CUC 2004 / New Frontiers / New Techhnologies for New Needs
CARNet logo
Analyzing the Web Site Traffic Using Data Warehouse Tools / G5

Authors: Branimir Putniković, Boris Vrdoljak, Faculty of Electrical Engineering and Computing, University of Zagreb, Croatia
| Full paper | Presentation |

1. Introduction
In this paper we propose the usage of data warehousing tools for a flexible interactive analysis of the web site traffic. Data warehousing is the process of planning, building, using and maintaining a database where data is collected for the purpose of being analyzed. The data warehousing process
includes the analysis of data sources, design of a data warehouse scheme, definition of extraction, transformation and loading process, and construction of the warehouse. When analyzing web traffic, access log files are used as a data source.

2. Motivation
Many reporting tools for web site traffic analysis exist, but they only offer fixed reports that include simple statistical analysis. They do not allow ad-hoc analytical queries and they give too little details. Available statistic tools cannot separate data about the particular part of the web site, and cannot easily change their query scripts if there is some questions which answer cannot be found using existing queries. Data warehousing tools enable more flexible analysis, where users dynamically compose their own queries, which typically include data calculation and aggregation. We analyze the Web site of the Department of Telecommunication (www.tel.fer.hr), in order to improve the organization of the site and enable better presentation of subject materials and information about classes to our students. Every access to the site is written in a log file, which uses the common log file format (CLF) or extended CLF. There is information about source IP address or hostname, date and time, HTTP method and status code of access, URL, the referring URL, browser and operating
system used by requesting host. The data available from the log files provides statistics like this:

  • the number of requests made from selected territory in the chosen time period,
  • the subject with top access in selected academic year,
  • accesses within selected date or month by hours during the day,
  • type of contents that selected users were accessing.
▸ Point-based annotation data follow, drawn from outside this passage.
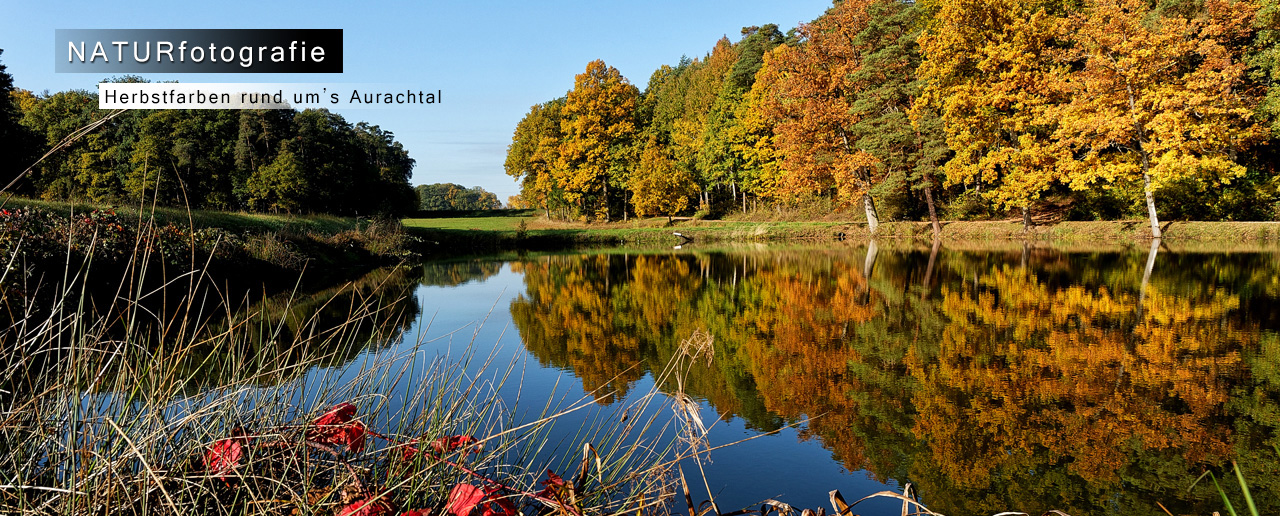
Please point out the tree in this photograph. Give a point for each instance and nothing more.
(18, 141)
(280, 185)
(813, 108)
(661, 187)
(449, 196)
(1159, 96)
(887, 90)
(721, 155)
(533, 155)
(597, 126)
(992, 76)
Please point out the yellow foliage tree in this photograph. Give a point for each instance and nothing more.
(597, 124)
(658, 186)
(1160, 96)
(993, 76)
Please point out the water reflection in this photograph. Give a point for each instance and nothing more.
(1027, 379)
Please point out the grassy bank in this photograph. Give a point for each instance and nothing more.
(528, 229)
(255, 245)
(106, 424)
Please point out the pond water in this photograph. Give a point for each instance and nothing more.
(1020, 378)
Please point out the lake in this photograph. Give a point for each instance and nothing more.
(1008, 378)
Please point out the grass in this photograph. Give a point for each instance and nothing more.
(229, 220)
(503, 231)
(99, 420)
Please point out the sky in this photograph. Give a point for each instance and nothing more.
(492, 60)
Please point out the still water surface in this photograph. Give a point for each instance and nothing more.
(1011, 379)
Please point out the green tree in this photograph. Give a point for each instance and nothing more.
(661, 187)
(597, 124)
(1159, 96)
(533, 155)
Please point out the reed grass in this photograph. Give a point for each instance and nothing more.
(97, 418)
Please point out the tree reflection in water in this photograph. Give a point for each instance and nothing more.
(1027, 379)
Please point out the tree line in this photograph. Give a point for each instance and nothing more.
(257, 160)
(914, 110)
(452, 196)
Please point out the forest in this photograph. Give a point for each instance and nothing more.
(919, 110)
(256, 160)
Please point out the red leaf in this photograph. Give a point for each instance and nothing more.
(464, 498)
(336, 427)
(503, 505)
(443, 446)
(355, 437)
(339, 415)
(225, 455)
(362, 507)
(553, 488)
(451, 443)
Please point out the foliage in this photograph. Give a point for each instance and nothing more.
(274, 160)
(448, 196)
(597, 124)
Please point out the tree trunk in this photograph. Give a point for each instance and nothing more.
(1151, 200)
(872, 250)
(933, 213)
(606, 199)
(1146, 274)
(928, 270)
(869, 205)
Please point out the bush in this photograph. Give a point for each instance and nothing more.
(969, 205)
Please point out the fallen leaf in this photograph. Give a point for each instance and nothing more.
(464, 498)
(365, 507)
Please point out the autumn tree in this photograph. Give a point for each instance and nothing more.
(659, 186)
(597, 124)
(812, 104)
(993, 78)
(533, 155)
(1160, 96)
(728, 138)
(887, 86)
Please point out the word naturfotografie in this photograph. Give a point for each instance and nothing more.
(245, 55)
(231, 50)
The data stored in the warehouse can be "drilled up and down", i.e. the analyst can change the hierarchy level when viewing data in order to get more or less details.

3. Data warehouse tools
Main components of the data warehouse system considered here are Oracle9i database, Oracle JDeveloper, Warehouse Builder and Discoverer. In JDeveloper we have developed a program named Logs for analyzing log files and converting them in a form favorable for loading in the warehouse. Warehouse Builder is a tool for modeling and designing data warehouse. Discoverer is a tool for making reports and viewing data from the warehouse.

4. Data storage
Data is stored in a relational database. Tables are organized in a "star schema". The star schema is composed of seven tables called dimensional tables (territory, time, operating system, content, HTTP status code, HTPP method and hours) with single-part key and one table called the fact table with a multi-part key. Each element of the multi-part key in the fact table is a foreign key to a single imension
table. Hierarchy is expressed explicitly in the dimension tables where hierarchical levels are shown as attributes.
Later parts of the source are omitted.